Page List

Font Size:

He looked around while rain soaked down his face and into the collar of his shirt.

Captain Crawford came back over the radio. “I’ll inform the police they need to tow that into evidence. Any sign of the convicts?”

“I’ll keep searching.” Izan slid the door closed so the rain didn’t wash away all the evidence. “Maybe they’re here.”

“Be careful.”

Izan signed off, going around the van to another car farther down the hill. Who knew how far some of the cars had been washed down?

He spotted a couple of their firefighters making their way down the stable dirt beside the wash of mud and debris, going to the end of the devastation. They would find out how far the farthest vehicle had traveled and make sure every single victim was rescued. That no one was missed or forgotten.

Kind of like the way Izan had been rescued as a child. He hadn’t done anything, but he’d been cared for and placed with people who had raised him in a good home.

Kind of like the way he’d been saved by Jesus Christ. Rescued. Set free. Cared for enough that God hadn’t let him slip through the cracks to suffer destruction.

If Izan had the chance, he was going to share that with anyone who wanted to listen. He wanted the lost and forgotten to know that he’d been rescued, and they could be as well. He wasn’t the Savior, even if he did that sometimes as part of his job, but he could point them in the right direction.

Toward the cross.

His feet slipped out from under him, and he slid through the mud to slam against the side of a Jeep. Inside the car, he spotted a terrified couple in the front seats. The driver, a male, rolled his window down. “Help us.”

Izan nodded. “I’m going to get you out of there.”

Thirteen

Olivia stood at the top of the hill in the rain, watching the pickup being dragged up toward them. The winch whined, forcing the truck through the mud. Finally it crested the lip onto the road, and the wrecker driver called back to his buddy, who shut off the winch.

She’d told Junior to stay in the office and had come alone to do evidence collection. After the day they’d had, he should be home in bed. But no one was willing to stay on the sidelines when multiple convicts were out, loose and able to hurt people.

The next time they found a body, it might not be that of a bad guy. It could be the body of someone innocent caught in the crossfire. In the wrong place at the wrong time. Because the police hadn’t found the convict fast enough.

“Need a hand?”

She glanced over at Izan in his full firefighter gear. “You look exhausted.”

“I could use a cheeseburger.” He shrugged, taking a drink from a water bottle. “But I’m good.”

“Sure.” A cheeseburger sounded good.

Olivia pulled on a pair of the gloves she used for evidence collection and said, “Just don’t touch anything.”

“I doubt you’ll get much in the way of prints from that.”

“That’s not what I’m after, though I will be dusting for prints. They take weeks to be run, and we need these escaped convicts caught before the results come back.”

Wind blew along the highway, flipping up her collar. She had a rain jacket on, the hood pulled up over her head. The wind whipped her hood back, so the rain soaked her hair and face. But what else was she going to do? It was far too windy for an umbrella, and she needed both hands.

She had evidence bags and collection tools. Olivia bent into the car, which shielded her from the pouring rain. But it did nothing to keep her warm. Even with base layers on and a sweater over her long-sleeve shirt, she was still chilled—and she hadn’t even started.

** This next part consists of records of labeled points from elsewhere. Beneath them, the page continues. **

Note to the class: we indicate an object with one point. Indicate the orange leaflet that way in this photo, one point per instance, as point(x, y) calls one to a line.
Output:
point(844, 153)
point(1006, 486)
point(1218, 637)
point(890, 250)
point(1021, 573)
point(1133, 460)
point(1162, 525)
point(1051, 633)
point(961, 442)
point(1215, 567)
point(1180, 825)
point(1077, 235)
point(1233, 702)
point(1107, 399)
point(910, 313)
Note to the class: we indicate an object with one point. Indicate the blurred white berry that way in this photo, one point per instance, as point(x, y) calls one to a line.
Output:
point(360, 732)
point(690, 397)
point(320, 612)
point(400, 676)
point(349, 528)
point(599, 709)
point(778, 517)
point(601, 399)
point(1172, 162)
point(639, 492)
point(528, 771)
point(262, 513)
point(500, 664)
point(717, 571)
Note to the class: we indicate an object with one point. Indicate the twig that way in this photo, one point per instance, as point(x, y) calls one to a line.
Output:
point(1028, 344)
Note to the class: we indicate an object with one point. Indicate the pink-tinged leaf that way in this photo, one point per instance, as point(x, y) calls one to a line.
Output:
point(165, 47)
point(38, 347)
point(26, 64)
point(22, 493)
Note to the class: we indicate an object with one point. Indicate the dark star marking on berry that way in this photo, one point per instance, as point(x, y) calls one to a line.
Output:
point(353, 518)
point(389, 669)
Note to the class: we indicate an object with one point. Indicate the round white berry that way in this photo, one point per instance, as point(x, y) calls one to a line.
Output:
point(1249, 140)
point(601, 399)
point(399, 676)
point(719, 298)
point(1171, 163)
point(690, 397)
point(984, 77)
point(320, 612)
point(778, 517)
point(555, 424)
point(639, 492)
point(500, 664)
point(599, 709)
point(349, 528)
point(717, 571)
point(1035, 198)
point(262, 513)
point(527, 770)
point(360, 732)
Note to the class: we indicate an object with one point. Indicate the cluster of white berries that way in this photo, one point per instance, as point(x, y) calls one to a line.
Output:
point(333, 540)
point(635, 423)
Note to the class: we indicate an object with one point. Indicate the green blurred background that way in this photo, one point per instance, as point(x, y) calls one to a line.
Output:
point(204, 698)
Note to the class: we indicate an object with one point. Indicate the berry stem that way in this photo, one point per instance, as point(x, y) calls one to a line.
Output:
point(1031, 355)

The first orange jumpsuit had the number on the back that she knew belonged to Mackey. Blair Mackey had been coercing foster kids to steal for him like he was Fagin from Oliver Twist, even going so far as to take the life of kids he should have cared for. The whole thing turned her stomach. This wasn’t a man who should be out on the streets, loose so he could profit from his disgusting tactics. He only cared about money. He didn’t value human life at all.

Olivia tucked the jumpsuit in an evidence bag and sealed it. She marked her notebook with the relevant information.

Someone else would be doing a deep dive on fibers and trace evidence. She didn’t have the patience for it. Olivia would much rather kick a door down and throw cuffs on the bad guy.

“Do you guys have any idea where they all ran off to?”

She glanced at Izan, who was watching what she was doing, and then turned back to continue putting jumpsuits in bags. “We know that in the days before the breakout, Mackey received a series of calls from the same number. There was no call the day of the breakout. The number belonged to an unregistered phone.”